Even more incongruous is a polo field. In the middle of nowhere!

There are five micro-climates in Gualtallary, he tells me. At the bottom where it is hotter and where the soil is clay-based, Cabernet Sauvignon performs reasonably well. Right at the top the soil is largely stony granite and limestone. In between there are mixtures. Zorzal is bang in the middle where the soil is largely calcium carbonate.

In the small but beautifully formed winery Juan Pablo runs around like a little kid with his toys. He compares his amphorae with his eggs. “The amphora gives elegance, softness, quiet. The eggs give nerve, length and electricity. It’s all about the shape; in the egg the juice is constantly moving.”

He poses in front of the first egg ever built in South America, constructed in 2012. “The guy who designed this went on to build them for virtually every winery in Argentina; he’s now a millionaire.”

Accompanied by his assistant winemaker, the beautifully-named Noelia Juri, Juan Pablo dashes excitedly from one wine to another, firstly comparing Chardonnays from 500-litre and 225-litre barrels (not surprisingly, the larger barrel produces a nervier liquid); then a stunning Chardonnay from foudre (“not sure where this will go”) which tastes like wine which has been dragged over an oyster bed and which leaves a staggeringly gorgeous flavour in my mouth for minutes after; then a Malbec which may go into El Barba (“this has some tension”) and which leaves a curious candy floss taste in my mouth; then a solera-based Pinot Noir containing wines from eight different vintages which is intriguingly steely and salty; then a Cabernet Franc which will go into his Piantao wine and which is just pure rhubarb fruit juice; finally, his extraordinary flor-based Altar Uco (“flor power”) which allows him to demonstrate his prowess with a venencia.

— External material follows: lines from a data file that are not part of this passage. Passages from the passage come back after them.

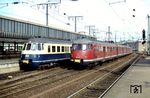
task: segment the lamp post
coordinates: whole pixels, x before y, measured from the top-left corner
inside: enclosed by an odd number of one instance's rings
[[[150,55],[150,16],[147,15],[147,19],[148,19],[148,26],[147,26],[147,52],[148,52],[148,55]]]

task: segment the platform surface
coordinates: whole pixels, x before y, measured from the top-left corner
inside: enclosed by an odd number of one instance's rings
[[[102,98],[150,98],[150,57],[130,67]]]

As we begin to taste from bottle in the tasting room, Juan Pablo tells me how keen he is to make some of his whites in an oxidative style. “We rack the barrels and don’t add sulphur. Natural yeast, naturally. We oxidate the wines to give brown juice, which we then clarify and hold in stainless steel. Wines like this can age forever.” The 2018 Chardonnay we taste has a pure salinity and a touch of saltiness. It is like tasting wine washed over pebbles and with a tiny amount of lime juice added. A 2018 Sauvignon Blanc is more commercial. A 2018 red blend from Cabernet Sauvignon and Malbec has an extraordinary nose of earth, mushrooms, beetroot and truffles., while a Malbec from 2017 is rhubarb and carrot juice at first, then liquorice. “You can taste the chalk,” says Juan Pablo.

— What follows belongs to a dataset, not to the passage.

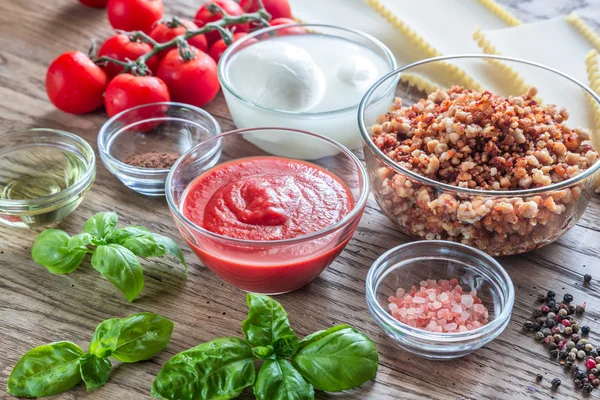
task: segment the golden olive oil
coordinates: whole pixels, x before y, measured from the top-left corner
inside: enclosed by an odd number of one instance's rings
[[[0,155],[0,199],[29,200],[59,193],[85,173],[79,156],[54,146]]]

We are interrupted by the kitchen staff bearing an amazing looking asado with chimichurri sauce. Pablo asks if I am okay to continue the tasting. Of course, I say, trying to concentrate in the wine with one eye of the pile of beef.

The Eggo wines, from single vineyards, are all looking great. The 2018 Sauvignon Blanc has an anise flavour which I cannot ever remember seeing in the varietal. The 2017 Cabernet Franc has an unusual nose, a touch saline and a bit of stalkiness. “Understated,” says Juan Pablo. The Malbec has another showstopper nose: it reminds of liquorice root that I used to chew when I was a kid. The Pinot Noir is steely, poised and edgy.

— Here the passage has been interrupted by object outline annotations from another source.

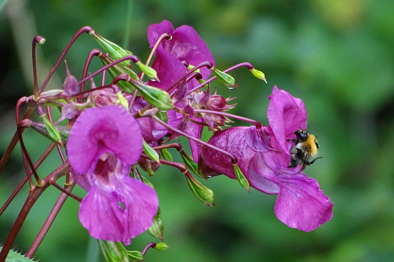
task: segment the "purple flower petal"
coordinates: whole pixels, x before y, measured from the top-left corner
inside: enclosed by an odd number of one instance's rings
[[[293,134],[299,129],[307,127],[307,110],[302,101],[294,97],[287,92],[274,86],[272,94],[268,97],[271,100],[267,112],[269,125],[281,147],[286,154],[289,144],[286,139],[296,137]],[[292,145],[291,146],[292,146]]]
[[[112,152],[131,165],[139,158],[142,136],[137,121],[123,108],[114,105],[85,110],[70,132],[67,155],[71,167],[84,174],[92,162]]]
[[[308,232],[331,219],[333,205],[317,181],[294,169],[282,169],[279,173],[280,189],[275,211],[279,220]]]
[[[116,185],[117,190],[110,192],[92,186],[80,205],[79,219],[95,238],[129,245],[130,238],[152,225],[157,196],[150,187],[127,176]]]
[[[165,33],[171,35],[174,33],[174,27],[169,21],[164,20],[159,24],[154,24],[149,26],[148,27],[148,41],[151,48],[154,46],[160,36]],[[159,44],[159,46],[161,46],[162,42],[165,40],[165,39],[162,40]]]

By now I am wolfing down the hunks of beef; the wines make amazing companions. I keep going back to check on them. All of them are intriguing, as is the whole operation.

The kitchen staff come to join us and we get into a discussion about football. It is here that the big debate about Messi needs to be brought to a climax, so I ask them: is it Lee-O or Lie-O. Every one of them tells me Lee-O, even against my protestations of the pronunciation of his father’s inspiration, Lionel Richie. The only who doesn’t join in is the cook. “She prefers Maradona,” says Juan Pablo.